The New Year is symbolic to many as the time for new beginnings: new year, new habits, and, for employers, new laws to navigate.  As employers gear up for the year ahead, here are two areas that employers need to focus to remain compliant in 2023:

  • FTC Proposed Ban on Noncompete Clauses

The Federal Trade Commission (the “FTC”) recently proposed a new rule that would ban employers from requiring employees to sign noncompetition agreements as conditions of employment.  Three states already ban the use of noncompetes: California, North Dakota and Oklahoma, while a number of additional states have imposed restrictions on enforcement of such against employees.  The FTC’s proposed new rule would make it illegal for an employer to:

  • Enter into or attempt to enter into a noncompete with a worker;
  • Maintain a noncompete with a worker; or
  • Represent to a worker, under certain circumstances, that the worker is subject to a noncompete.

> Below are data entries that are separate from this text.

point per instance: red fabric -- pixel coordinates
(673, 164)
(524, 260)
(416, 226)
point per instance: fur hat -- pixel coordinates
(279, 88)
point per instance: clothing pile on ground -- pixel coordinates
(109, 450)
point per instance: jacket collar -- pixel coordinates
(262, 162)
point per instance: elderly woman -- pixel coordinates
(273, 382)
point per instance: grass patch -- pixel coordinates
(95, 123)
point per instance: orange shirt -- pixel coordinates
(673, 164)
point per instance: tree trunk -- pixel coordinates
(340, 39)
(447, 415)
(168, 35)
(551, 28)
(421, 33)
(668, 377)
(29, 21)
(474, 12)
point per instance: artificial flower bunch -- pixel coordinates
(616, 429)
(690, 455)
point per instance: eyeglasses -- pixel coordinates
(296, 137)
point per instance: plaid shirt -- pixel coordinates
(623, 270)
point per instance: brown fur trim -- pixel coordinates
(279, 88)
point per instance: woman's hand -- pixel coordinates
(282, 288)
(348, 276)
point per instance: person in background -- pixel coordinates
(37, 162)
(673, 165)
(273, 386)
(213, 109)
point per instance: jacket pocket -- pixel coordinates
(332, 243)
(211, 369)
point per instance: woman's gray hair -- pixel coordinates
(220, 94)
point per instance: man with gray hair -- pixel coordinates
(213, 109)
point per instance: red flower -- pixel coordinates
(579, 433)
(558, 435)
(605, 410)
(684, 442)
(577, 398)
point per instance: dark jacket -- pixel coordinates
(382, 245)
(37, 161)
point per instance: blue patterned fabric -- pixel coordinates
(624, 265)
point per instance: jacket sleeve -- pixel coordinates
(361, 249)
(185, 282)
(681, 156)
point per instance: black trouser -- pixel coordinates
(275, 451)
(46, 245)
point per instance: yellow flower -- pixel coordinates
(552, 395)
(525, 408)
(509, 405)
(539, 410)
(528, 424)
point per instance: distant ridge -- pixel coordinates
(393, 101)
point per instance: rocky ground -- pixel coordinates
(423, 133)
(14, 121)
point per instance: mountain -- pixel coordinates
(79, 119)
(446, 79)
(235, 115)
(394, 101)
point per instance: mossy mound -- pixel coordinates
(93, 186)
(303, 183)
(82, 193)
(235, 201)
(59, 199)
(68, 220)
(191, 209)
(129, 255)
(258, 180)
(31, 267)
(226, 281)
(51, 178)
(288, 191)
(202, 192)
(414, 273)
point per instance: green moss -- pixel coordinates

This proposed ban would have heavy implications for employers as the ban would impact both current and future employees.  Any person currently working for an employer, whether as an employee or an independent contractor and in a paid or unpaid position, that is subject to a noncompete agreement would have such agreement immediately revoked and would no longer be enforceable.  At this time, other employer enforced restrictions such as non-disclosure and confidentiality agreements remain enforceable and are not impacted by this proposed ban.

The FTC expects that with a nationwide ban, the proposed rule could increase wages by nearly $300 Billion annually and expand career opportunities for approximately 30 Million people.  The FTC is seeking public comment on this new ban through March 10, 2023. 

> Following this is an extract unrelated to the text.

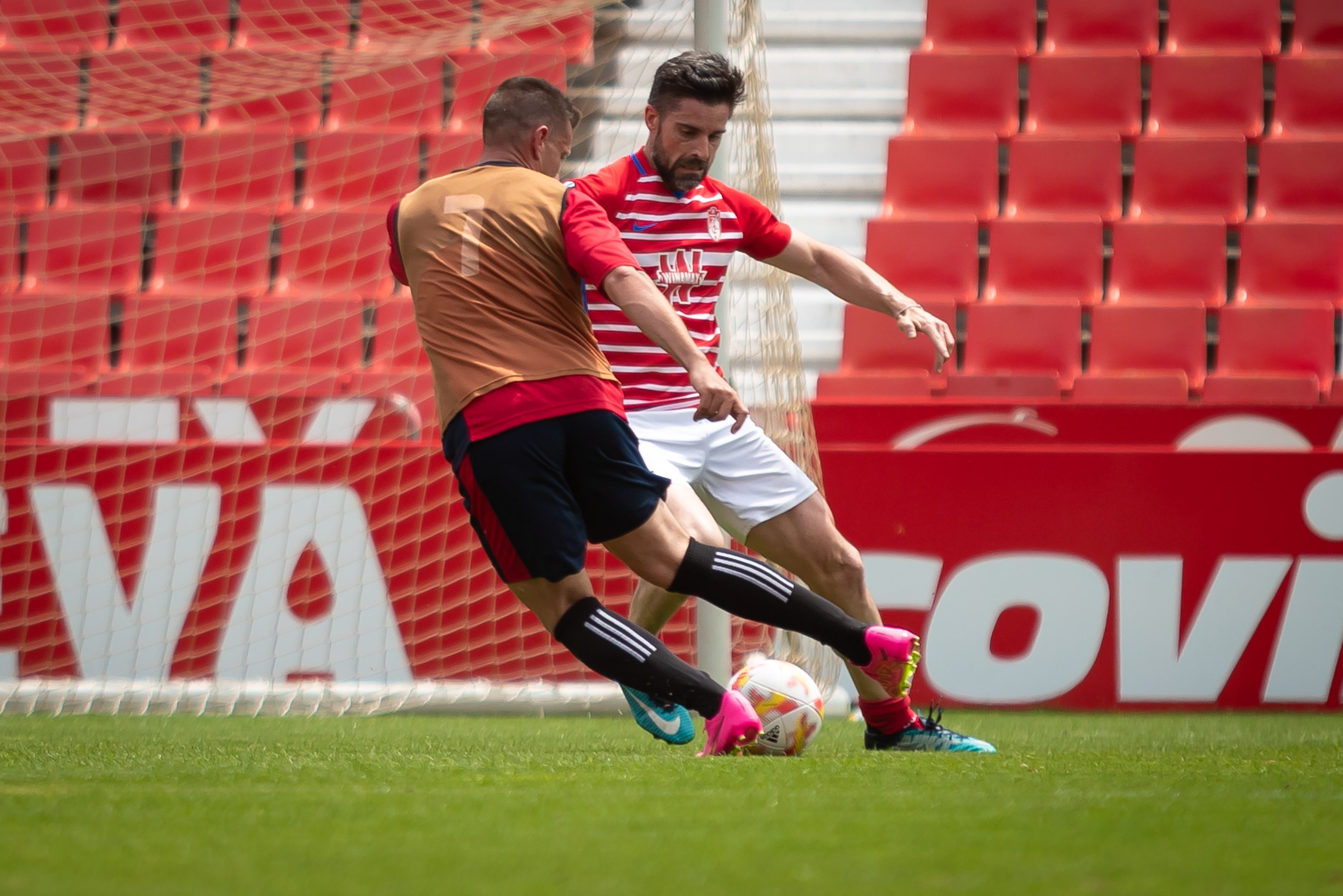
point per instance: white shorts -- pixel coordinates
(743, 479)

  • The Pregnant Workers Fairness Act and the Providing Urgent Maternal Protections for Nursing Mothers Act

Days before the new year, President Joe Biden signed the $1.7 billion government funding bill, which included both the Pregnant Workers Fairness Act (the “PWFA”) and the Providing Urgent Maternal Protections for Nursing Mothers Act (the “PUMP Act”). 

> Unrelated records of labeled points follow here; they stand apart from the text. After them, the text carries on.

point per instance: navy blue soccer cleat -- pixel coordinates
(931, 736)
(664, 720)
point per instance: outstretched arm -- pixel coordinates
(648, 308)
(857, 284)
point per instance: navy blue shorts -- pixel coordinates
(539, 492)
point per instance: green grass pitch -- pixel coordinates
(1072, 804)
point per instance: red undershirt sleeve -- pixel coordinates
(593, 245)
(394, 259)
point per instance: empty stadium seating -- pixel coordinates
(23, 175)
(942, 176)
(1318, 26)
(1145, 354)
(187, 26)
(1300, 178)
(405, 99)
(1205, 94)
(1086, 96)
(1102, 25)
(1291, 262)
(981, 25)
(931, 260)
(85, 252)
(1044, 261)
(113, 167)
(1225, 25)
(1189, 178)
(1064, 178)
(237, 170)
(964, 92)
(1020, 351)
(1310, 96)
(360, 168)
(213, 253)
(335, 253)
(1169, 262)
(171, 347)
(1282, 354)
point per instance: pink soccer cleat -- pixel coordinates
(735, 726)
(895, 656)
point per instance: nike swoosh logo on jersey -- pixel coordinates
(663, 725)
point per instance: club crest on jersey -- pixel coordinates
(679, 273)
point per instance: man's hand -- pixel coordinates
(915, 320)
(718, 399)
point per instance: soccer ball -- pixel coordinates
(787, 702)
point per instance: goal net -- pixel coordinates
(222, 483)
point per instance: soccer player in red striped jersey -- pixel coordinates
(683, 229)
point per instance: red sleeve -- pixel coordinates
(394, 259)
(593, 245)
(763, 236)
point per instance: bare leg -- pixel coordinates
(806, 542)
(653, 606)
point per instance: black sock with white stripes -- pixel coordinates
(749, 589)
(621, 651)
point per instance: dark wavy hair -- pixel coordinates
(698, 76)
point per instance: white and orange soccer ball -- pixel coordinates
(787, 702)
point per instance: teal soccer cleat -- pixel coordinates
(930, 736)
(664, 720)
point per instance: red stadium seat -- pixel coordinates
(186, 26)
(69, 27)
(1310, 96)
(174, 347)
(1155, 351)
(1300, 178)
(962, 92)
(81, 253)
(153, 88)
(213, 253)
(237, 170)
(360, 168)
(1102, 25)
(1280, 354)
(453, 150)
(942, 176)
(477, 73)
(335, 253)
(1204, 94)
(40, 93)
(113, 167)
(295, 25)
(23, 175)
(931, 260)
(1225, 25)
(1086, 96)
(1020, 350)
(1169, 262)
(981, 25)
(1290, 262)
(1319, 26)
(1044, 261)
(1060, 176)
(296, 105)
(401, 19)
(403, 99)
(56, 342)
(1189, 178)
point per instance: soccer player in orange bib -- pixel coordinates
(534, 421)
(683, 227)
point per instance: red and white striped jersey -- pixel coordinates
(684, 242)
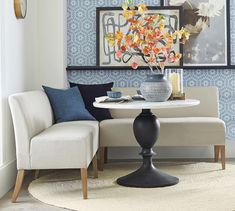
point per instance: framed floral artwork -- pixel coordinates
(110, 20)
(208, 23)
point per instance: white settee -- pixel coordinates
(192, 126)
(41, 144)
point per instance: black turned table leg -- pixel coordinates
(146, 129)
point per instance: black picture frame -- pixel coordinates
(228, 65)
(123, 67)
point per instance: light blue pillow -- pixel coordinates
(67, 104)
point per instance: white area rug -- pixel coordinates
(202, 186)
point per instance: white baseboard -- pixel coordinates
(7, 177)
(171, 152)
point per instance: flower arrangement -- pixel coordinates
(146, 39)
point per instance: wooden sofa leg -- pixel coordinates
(101, 158)
(222, 151)
(95, 167)
(18, 184)
(36, 175)
(216, 153)
(84, 182)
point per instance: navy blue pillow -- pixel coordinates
(89, 92)
(67, 104)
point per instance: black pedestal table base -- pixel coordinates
(146, 130)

The PWFA, which becomes effective on June 27, 2023, prohibits employers who have fifteen or more employees from discriminating against employees whose ability to perform their job is temporarily limited due to pregnancy, childbirth, breastfeeding, or other related physical or mental medical conditions.   Under the PWFA, employers will be required to provide “reasonable” accommodations to employees unless it would cause “undue hardship.”  Reasonable accommodations can include but are not limited to:

  • More frequent or longer breaks;
  • Extended time off to recover from childbirth;
  • Purchasing or modifying work equipment;
  • Extra bathroom breaks;
  • Assigning light duty; or
  • Providing private (non-bathroom) space for breastfeeding.

The PWFA also prohibits employers from requiring that an employee take either a paid or unpaid leave of absence if an alternative reasonable accommodation can be provided. In short, the legislation is strikingly similar to the Americans with Disabilities Act of 1990 but with the distinction of protecting pregnant workers on a temporary basis.  

The PUMP Act expands the current employer obligations under the Fair Labor Standards Act (the “FLSA”) to provide non-exempt employees with reasonable break time to pump their breast milk for one year after their child’s birth.  The PUMP Act amends the FLSA to increase those protections by including millions of exempt salaried employees who were previously excluded from such protection and by expanding the existing law to provide for remedies available under the FLSA (e.g., unpaid wages or liquidated damages).  This amendment to the FLSA took effect on December 29, 2022.  Additionally, the new law clarifies when workers must be compensated for time spent pumping. More specifically, time spent pumping also must be counted as hours worked if the employee is not excused from doing their job at the same time.  Changes to available remedies, however, will not take effect until April 28, 2023 to allow employers to make changes to their policies to reflect the requirements in the amendment.